Medical journals continue to publish studies funded by tobacco companies.
An investigation by The Investigative Desk (Netherlands) and The BMJ concluded that tobacco industry-funded research continues to appear in the most cited medical journals. …
It also found that of the 40 journals—the 10 most cited in general medicine and another 30 in areas affected by smoking—only 8 had policies prohibiting research funded in whole or in part by the tobacco industry.
Although the tobacco industry invests billions in medical research and has a long history of undermining science, most major medical journals do not have policies prohibiting research funded in whole or in part by the tobacco industry.
And even when publishers, authors and universities are willing to limit ties to the tobacco industry, they have difficulty identifying sources of funding because tobacco companies fund their projects through front groups.
The report also shows that even among journals that have restrictive policies on tobacco company-funded research, their enforcement may be difficult when subsidiaries or organizations associated with tobacco companies are involved.
Just last year, BMJ Open retracted an article after it became clear that the public funder was receiving sponsorship from the Foundation for a Smoke-Free World, a group wholly supported and funded by tobacco company Philip Morris International.
Nicholas Hopkinson, professor of respiratory medicine at Imperial College London, notes that given “long history of dishonestyIt is “very easy” for industry researchers to cut ties with companies after they are acquired by Big Tobacco, as they would have done otherwise. “work with the tobacco industry” and contribute to its profits.

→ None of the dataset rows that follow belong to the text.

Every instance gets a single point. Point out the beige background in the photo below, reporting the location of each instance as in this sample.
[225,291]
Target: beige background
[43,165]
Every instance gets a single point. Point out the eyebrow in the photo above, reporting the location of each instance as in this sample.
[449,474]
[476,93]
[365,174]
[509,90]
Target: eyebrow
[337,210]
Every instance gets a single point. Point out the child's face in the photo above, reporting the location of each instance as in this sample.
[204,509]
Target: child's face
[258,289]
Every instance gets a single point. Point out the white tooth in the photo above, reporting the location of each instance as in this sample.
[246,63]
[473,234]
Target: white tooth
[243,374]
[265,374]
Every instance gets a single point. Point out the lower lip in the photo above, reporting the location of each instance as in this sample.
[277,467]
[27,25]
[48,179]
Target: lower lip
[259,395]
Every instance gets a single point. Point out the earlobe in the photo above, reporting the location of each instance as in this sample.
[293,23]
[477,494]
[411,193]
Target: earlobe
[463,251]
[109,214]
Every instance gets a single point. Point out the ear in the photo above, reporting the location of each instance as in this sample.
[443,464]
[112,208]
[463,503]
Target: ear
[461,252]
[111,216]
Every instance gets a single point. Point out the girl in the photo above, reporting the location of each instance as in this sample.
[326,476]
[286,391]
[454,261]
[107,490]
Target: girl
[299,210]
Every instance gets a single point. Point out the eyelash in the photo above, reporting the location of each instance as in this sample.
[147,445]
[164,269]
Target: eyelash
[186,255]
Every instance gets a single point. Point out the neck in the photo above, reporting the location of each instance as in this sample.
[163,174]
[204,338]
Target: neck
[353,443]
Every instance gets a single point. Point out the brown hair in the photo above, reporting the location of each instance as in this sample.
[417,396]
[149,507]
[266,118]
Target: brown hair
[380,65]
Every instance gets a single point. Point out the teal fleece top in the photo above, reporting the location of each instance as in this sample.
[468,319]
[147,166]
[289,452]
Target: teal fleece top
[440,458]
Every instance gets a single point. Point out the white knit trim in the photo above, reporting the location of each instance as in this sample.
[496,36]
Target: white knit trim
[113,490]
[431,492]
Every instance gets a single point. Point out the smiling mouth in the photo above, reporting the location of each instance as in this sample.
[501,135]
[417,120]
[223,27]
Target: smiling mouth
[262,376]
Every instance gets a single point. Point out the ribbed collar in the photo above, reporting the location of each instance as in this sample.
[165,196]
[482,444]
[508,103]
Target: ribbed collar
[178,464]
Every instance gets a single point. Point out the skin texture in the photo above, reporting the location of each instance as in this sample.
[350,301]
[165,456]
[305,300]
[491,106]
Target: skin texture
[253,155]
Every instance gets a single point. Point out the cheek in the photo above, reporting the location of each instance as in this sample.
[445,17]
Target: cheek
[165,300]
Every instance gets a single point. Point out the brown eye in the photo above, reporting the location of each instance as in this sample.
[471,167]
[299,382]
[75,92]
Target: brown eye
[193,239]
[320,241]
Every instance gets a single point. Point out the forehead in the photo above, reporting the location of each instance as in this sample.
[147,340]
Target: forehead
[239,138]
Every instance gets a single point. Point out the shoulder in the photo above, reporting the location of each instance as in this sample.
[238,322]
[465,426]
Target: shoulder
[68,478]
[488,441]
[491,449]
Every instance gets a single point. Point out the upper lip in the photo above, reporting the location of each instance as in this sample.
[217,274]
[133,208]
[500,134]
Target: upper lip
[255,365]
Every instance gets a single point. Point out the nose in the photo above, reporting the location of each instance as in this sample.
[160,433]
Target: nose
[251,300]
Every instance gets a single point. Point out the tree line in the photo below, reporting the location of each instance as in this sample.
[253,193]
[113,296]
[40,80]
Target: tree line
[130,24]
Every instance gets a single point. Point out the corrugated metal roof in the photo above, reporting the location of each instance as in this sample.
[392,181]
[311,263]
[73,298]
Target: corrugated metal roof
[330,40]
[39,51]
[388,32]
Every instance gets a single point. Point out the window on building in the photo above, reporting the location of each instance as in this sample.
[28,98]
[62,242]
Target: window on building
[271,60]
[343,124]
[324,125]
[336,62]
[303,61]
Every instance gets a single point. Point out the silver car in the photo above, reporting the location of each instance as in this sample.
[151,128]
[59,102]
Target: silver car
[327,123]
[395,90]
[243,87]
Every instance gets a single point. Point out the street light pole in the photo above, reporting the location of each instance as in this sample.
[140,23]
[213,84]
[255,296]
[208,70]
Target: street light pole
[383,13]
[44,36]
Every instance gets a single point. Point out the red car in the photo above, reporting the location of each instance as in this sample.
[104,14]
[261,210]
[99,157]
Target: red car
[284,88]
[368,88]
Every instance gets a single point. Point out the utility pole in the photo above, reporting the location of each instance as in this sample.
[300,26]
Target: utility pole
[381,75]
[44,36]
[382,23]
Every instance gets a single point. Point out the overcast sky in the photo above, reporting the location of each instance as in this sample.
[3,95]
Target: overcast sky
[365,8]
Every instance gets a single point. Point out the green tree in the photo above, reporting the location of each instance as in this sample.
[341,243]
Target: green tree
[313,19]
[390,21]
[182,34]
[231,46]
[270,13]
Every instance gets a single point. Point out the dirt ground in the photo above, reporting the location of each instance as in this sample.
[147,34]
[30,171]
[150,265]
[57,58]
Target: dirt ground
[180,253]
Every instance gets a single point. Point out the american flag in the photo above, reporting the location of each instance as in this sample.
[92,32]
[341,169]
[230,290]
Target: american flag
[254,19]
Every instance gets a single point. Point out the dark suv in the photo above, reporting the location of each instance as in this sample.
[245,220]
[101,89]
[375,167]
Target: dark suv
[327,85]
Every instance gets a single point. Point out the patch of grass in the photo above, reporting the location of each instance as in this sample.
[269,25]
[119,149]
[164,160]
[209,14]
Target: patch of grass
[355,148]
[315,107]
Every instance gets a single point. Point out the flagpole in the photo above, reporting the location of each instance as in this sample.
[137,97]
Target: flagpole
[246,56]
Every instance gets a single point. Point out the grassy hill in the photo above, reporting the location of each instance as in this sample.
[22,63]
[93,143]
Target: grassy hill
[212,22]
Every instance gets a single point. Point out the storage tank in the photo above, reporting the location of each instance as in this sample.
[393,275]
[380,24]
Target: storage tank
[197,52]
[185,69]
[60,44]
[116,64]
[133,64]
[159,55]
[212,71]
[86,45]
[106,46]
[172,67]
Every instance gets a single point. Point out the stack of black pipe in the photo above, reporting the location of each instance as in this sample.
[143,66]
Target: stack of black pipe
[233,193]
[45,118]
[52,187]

In a statement to the Scientific Media Center, Josep Maria Suelves, head of the service for the prevention and control of smoking and injuries at the Catalan Public Health Agency and member of the board of directors of the National Committee for Smoking Prevention, notes: “Since the beginning of the 20th century, companies involved in the production and distribution of tobacco products developed all types of activities to stimulate their consumption, actively hiding the accumulating scientific data on the harm caused by both active smoking and involuntary exposure to tobacco. smoke harms individual and collective health.
To continue to secure the economic benefit they gain from the suffering of millions of people (tobacco is estimated to cause 8 million premature deaths each year across the planet), he adds that “multinational tobacco companies have not hesitated to hide data that showed how nicotine is addictive, and the connection between cigarette use and numerous diseases. While continuing to oppose any policy measures to prevent and control smoking, tobacco companies do not hesitate to introduce new products to the market. that they promised to protect against self-inflicted harm, from the cigarette filter to the latest heated tobacco products and e-cigarettes, including light products. “They also do not hesitate to hire researchers and take control of companies in the health sector to whitewash their activities and spread biased information.”
Although the Framework Convention on Tobacco Control, promoted by the World Health Organization (WHO), calls on states to protect health policies from tobacco industry interference, action is still needed to ensure that the economic interests of tobacco companies do not undermine the tobacco industry’s advances. fields of science and public health. The motto chosen by WHO to celebrate World No Tobacco Day in 2024 once again speaks of the need to protect children from any interference from the tobacco industry.